John said:
We ask them to bring some code samples. Some claim that everything
they've ever written is proprietary to some company, so they can't
show us any.
They probably have no joy in writing programs - poor guys.
The code tells the story. Most of what we have seen is ghastly.
Styles differ - from your other posting I see that you have some special
expectations. I find most code ghastly, too, but maybe for different
reasons ;-).
A program should start with context: who wrote it when, what it does,
what compiler/processor it's for, what is its revision history,
anything else that would be useful. And it should be carefully
commented alongside the code. A quick "coding" test won't show that.
Hm, a significant part of what you are looking at here is in the VCS, not in
the source. Like who wrote it when (blame command), revision history (log
command). Programming is about using tools. Not using a VCS is worse than
just writing ghastly code.
Comments? Depends on the strategy. For some projects, literate programming
is appropriate - e.g. you teach the user how to write such a software, and
understand the rationale behind. If you do test-driven development, your
documentation would be a spec plus tests. If you write a library, you would
use something like doxygen, where you document the use of each function
together with its implementation.

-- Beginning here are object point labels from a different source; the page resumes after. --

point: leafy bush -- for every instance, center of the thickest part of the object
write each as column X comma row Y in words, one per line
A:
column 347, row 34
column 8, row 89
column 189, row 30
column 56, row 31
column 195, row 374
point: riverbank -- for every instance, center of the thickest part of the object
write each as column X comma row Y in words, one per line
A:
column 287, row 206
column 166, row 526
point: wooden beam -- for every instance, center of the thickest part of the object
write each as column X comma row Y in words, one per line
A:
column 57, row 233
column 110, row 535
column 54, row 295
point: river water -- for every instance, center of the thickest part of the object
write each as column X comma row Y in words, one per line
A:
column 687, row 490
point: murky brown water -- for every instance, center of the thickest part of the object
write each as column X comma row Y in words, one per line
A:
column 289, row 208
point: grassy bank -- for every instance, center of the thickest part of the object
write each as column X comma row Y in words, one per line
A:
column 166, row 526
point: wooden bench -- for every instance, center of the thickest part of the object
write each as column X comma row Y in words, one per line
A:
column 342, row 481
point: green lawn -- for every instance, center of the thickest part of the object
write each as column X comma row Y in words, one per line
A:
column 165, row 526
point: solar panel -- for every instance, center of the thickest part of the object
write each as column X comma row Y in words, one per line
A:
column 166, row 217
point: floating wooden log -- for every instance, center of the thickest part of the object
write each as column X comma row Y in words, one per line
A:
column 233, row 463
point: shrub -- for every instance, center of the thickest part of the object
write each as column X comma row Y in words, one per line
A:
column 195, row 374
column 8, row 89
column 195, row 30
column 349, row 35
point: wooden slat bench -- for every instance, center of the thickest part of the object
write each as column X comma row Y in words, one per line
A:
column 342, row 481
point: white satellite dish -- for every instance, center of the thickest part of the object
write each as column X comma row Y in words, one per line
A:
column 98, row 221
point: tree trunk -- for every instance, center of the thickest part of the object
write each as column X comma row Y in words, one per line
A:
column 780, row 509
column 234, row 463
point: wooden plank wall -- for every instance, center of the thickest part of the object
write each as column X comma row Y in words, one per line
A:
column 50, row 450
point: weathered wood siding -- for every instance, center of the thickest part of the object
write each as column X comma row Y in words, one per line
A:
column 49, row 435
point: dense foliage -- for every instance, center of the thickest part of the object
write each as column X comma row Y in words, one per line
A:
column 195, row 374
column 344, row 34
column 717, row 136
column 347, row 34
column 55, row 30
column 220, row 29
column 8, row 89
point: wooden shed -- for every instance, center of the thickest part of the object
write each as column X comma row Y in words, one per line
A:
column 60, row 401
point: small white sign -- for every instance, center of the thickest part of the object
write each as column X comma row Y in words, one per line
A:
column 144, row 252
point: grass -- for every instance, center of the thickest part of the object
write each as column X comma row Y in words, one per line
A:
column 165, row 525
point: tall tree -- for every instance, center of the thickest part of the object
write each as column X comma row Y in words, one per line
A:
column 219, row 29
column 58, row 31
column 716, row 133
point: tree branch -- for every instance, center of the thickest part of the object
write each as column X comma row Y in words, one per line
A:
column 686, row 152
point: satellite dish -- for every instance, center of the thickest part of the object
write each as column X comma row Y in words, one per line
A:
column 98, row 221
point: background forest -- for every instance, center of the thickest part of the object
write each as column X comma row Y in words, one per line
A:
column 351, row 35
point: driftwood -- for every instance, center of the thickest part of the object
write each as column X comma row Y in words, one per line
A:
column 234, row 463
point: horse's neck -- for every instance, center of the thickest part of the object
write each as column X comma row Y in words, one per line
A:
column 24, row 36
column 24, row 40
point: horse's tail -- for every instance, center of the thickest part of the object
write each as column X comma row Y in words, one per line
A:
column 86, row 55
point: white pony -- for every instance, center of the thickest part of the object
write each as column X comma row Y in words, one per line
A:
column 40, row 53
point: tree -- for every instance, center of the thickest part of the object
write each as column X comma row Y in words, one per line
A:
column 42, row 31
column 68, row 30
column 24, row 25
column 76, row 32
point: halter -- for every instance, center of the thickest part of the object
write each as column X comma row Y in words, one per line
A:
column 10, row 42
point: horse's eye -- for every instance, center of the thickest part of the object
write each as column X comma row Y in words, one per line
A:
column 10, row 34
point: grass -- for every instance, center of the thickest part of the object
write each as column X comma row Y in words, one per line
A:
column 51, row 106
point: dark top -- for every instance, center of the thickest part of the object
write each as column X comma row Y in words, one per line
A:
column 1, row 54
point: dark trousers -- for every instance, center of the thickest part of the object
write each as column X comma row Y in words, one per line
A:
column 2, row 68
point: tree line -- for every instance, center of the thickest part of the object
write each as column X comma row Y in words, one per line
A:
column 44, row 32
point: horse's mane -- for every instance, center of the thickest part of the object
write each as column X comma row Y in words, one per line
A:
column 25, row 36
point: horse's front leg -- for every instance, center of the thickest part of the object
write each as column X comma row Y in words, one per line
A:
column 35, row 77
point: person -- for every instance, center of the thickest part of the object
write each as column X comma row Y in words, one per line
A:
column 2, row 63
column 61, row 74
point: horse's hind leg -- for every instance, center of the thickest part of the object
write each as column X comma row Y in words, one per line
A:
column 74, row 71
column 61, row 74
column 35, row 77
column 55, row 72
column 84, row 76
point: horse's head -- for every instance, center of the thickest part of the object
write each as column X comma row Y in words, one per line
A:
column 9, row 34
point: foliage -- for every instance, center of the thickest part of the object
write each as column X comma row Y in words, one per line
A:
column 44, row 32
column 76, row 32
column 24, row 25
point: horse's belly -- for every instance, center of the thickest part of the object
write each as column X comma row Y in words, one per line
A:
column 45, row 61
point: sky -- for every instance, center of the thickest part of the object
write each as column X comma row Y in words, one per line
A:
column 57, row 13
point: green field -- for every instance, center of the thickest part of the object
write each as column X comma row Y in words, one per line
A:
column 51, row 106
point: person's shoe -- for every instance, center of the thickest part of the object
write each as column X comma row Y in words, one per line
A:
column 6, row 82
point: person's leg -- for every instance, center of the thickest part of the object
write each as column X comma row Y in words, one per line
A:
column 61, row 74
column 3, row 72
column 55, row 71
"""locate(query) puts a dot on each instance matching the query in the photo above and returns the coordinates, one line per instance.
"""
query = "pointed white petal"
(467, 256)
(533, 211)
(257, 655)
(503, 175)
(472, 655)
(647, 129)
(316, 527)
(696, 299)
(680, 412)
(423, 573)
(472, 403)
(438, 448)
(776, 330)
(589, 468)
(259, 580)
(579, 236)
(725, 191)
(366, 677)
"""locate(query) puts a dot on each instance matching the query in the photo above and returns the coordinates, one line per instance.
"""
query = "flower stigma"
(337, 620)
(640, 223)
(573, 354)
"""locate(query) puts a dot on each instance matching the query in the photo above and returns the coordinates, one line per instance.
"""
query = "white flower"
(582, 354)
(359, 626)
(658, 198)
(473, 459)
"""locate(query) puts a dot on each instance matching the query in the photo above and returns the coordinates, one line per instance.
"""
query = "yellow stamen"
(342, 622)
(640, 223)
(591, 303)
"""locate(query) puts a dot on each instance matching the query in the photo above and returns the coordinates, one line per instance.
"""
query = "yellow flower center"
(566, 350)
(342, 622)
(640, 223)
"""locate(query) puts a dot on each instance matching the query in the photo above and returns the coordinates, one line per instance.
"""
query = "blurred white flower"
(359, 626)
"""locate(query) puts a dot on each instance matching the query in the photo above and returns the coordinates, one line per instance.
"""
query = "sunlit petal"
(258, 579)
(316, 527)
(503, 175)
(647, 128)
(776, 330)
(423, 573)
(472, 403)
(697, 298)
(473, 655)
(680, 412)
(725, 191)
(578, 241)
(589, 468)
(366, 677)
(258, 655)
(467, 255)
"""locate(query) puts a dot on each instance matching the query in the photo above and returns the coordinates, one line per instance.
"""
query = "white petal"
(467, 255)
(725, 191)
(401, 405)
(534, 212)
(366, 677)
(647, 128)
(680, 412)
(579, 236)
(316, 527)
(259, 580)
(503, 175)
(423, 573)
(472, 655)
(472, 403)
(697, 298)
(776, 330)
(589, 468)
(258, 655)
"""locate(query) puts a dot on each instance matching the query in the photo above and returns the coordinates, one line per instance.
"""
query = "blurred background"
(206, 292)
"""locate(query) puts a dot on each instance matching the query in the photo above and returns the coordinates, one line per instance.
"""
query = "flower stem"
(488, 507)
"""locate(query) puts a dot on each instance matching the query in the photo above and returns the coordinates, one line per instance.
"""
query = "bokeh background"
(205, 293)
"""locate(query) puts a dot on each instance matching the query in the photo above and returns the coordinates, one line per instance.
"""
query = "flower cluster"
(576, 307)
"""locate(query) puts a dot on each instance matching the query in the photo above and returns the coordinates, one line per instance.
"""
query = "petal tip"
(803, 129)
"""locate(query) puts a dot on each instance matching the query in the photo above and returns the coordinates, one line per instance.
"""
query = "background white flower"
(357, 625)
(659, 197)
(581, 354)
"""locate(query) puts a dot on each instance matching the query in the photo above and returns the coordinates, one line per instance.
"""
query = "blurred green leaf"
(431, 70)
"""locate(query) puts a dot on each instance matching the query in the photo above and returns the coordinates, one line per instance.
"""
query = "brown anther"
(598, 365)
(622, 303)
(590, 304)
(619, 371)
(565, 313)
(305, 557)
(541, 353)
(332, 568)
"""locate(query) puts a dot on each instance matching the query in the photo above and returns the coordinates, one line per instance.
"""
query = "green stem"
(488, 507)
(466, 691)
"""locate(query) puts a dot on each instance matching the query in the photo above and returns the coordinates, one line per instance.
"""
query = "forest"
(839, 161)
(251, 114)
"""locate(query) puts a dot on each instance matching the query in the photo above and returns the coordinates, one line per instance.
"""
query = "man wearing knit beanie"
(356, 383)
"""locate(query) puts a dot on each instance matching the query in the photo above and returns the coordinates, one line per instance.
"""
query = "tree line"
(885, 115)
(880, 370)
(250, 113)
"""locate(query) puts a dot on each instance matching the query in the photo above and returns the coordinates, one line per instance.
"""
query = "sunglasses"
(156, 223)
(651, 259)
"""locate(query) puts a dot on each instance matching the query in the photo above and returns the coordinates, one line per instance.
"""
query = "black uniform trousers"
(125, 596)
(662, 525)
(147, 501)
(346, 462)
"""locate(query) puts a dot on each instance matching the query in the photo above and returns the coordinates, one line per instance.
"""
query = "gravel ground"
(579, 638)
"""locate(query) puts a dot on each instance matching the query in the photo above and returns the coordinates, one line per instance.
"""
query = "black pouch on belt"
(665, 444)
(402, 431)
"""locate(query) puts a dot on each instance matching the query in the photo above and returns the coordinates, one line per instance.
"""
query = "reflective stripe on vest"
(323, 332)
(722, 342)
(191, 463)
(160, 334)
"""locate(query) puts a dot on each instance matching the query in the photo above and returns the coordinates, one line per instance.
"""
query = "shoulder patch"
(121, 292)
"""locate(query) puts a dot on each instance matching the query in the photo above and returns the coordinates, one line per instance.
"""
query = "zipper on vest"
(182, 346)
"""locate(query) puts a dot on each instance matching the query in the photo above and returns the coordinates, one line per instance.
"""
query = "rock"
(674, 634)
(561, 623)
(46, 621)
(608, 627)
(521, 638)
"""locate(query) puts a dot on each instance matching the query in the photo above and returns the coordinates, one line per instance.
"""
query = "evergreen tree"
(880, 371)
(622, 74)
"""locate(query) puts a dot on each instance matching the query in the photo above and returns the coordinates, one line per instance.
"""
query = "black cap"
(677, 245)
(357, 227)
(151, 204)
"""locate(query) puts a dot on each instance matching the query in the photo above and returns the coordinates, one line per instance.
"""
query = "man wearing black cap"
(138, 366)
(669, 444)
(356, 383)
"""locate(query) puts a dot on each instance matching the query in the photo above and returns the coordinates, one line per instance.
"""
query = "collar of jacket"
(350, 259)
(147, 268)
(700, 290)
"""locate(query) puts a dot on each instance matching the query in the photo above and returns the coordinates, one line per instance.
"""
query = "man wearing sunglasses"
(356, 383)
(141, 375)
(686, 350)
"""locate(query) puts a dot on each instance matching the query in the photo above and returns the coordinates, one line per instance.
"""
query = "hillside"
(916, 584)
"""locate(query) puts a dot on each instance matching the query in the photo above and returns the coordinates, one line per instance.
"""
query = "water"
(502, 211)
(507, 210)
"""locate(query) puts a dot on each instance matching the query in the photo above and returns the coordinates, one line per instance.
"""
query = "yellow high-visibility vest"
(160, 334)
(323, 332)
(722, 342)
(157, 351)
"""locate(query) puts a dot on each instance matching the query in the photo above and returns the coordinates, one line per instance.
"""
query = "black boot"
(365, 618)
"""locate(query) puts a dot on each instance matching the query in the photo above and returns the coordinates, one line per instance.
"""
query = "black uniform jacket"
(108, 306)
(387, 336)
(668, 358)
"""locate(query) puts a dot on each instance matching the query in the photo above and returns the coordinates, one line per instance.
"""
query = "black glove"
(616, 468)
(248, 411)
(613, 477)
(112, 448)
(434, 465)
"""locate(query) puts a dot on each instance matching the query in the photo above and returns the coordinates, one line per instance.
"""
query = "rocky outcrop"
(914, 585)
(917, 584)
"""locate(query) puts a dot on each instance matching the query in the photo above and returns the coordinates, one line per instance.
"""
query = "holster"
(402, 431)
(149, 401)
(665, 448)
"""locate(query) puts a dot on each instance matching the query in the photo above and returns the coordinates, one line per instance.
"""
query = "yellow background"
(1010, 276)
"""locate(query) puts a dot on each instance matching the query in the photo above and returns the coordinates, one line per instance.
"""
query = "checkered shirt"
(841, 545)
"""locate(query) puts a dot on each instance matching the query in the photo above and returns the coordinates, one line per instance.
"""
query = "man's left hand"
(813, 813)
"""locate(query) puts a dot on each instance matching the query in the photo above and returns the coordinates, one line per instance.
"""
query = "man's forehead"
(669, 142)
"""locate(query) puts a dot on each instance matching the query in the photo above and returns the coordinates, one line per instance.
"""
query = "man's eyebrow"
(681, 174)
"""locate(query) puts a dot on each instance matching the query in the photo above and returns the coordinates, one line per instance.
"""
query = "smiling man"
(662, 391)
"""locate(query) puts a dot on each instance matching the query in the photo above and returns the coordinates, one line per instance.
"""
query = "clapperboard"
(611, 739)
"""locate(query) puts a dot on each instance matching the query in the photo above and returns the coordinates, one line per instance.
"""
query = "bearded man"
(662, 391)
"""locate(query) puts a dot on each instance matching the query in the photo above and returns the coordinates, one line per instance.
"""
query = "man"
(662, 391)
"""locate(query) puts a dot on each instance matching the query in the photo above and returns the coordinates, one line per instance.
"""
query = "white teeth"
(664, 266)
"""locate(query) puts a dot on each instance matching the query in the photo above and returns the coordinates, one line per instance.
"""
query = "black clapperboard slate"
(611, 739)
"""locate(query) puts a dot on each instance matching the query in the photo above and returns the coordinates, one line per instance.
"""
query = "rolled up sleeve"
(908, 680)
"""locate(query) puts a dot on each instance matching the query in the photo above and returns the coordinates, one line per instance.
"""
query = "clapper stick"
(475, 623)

The purpose here is to produce a user
manual out of the source code.
Actually writing in plain text what you already wrote in the programming
language (typical assembler-style along-side documentation) is IMHO not
good style for high level languages. Using proper function and variable
names helps a lot, more is only for the reader who doesn't understand the
programming language. This is pointless most of the time - a programmer
must understand the programming language he uses and read it as fluently as
English text. Comments like
a += c; // add c to a
foo(a, c); // call foo with parameters a and c
don't add any value, except if the program is meant as beginner's
introduction into this particular programming language. Most projects
shouldn't fall into this category.
Most of the code we see is just a jumble. You have to figure out what
version of which language it's in (C? C++? Java? Python?) by examining
it line by line. Ditto trying to find out what it's supposed to do.
Language should be already identified by file name extension - what it is
supposed to do (briefly) by the file basename - at least for the smaller
programs you could discuss at an interview (larger programs might have
code-named parts, where you can't see function from filename. My widget
library is called MINOS, the widget editor Theseus - the programs live in
files with these names - of course, the first line in these files describe
briefly what it actually is). When you look on printouts, use
frame-generating software like a2ps (including syntax highlighting).